Observing how a certain movement from the first Form is expanded in the Chum Kiu and then transformed further in the Biu Gee lets us make the connections needed for the whole system to become one movement, one IDEA.


A brief chat about what is publicly presented as Biu Gee, especially on YouTube.

Biu Gee is often referred to as being secret information that must not pass outside the door of the school.

 Although I do not believe in there being secret information in Wing Chun I am comfortable with the idea that early Wing Chun Schools wanted to keep their best bits to themselves and as such used disinformation so that other styles would not have knowledge that could allow them to win in a fight.

Especially at the time of the Hong Kong Rooftop Challenge Fights in the 1950s.

There was potentially so much Face to be lost.

 So not really secret, more likely just obscured from outsiders.

It makes a lot of sense not to allow your enemies to know what you do, but how do we keep it all to ourselves, how can we teach publicly without exposing our knowledge?

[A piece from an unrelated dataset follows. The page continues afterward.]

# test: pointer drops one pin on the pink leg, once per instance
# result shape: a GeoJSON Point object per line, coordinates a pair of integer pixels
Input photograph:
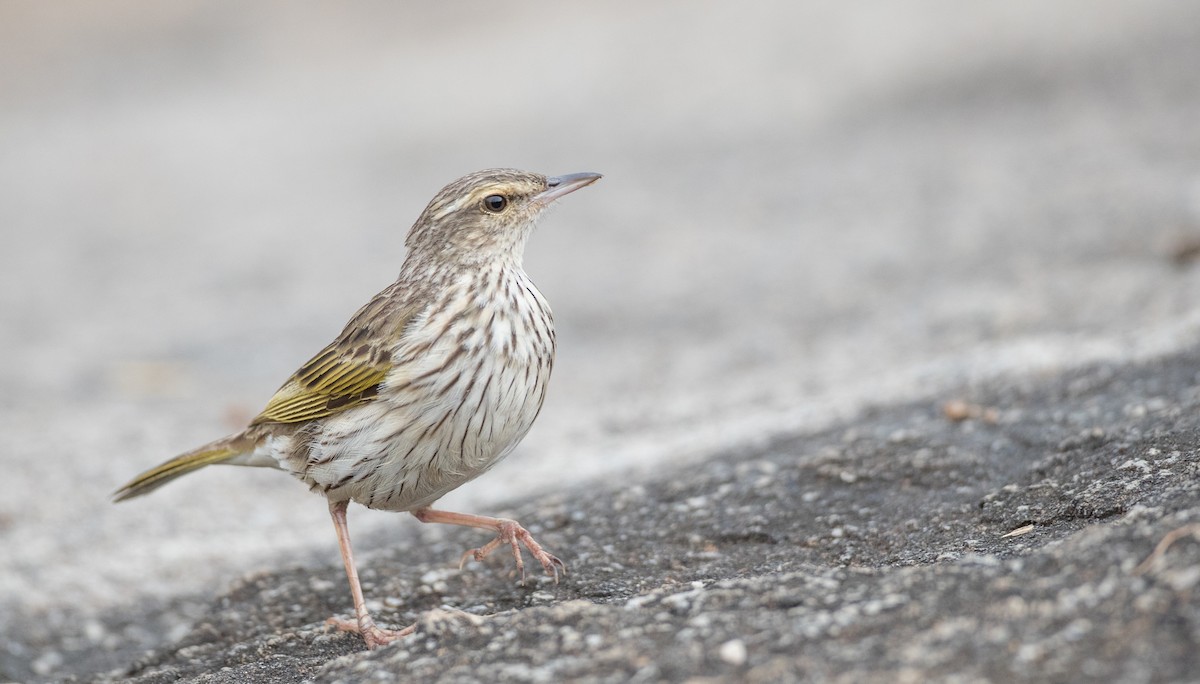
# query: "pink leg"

Junior students always talk to their friends, always try to show how their style is superior, they show everything that they have been taught, repeat everything that they have been told, in this day and age it is Youtube, nothing is held back.

If we are genuinely working on ways to defeat our opponents what would we do if we knew the opponent was listening to our lessons?

We would disguise all the information in a way that sounds correct but in reality, would never work.

This is mainstream Wing Chun today.

What most of the world thinks is Wing Chun is not the whole truth, in fact, I believe that it is deliberately misrepresented.

Is it at all possible to teach broken Wing Chun and yet somehow have the students learn the truth?  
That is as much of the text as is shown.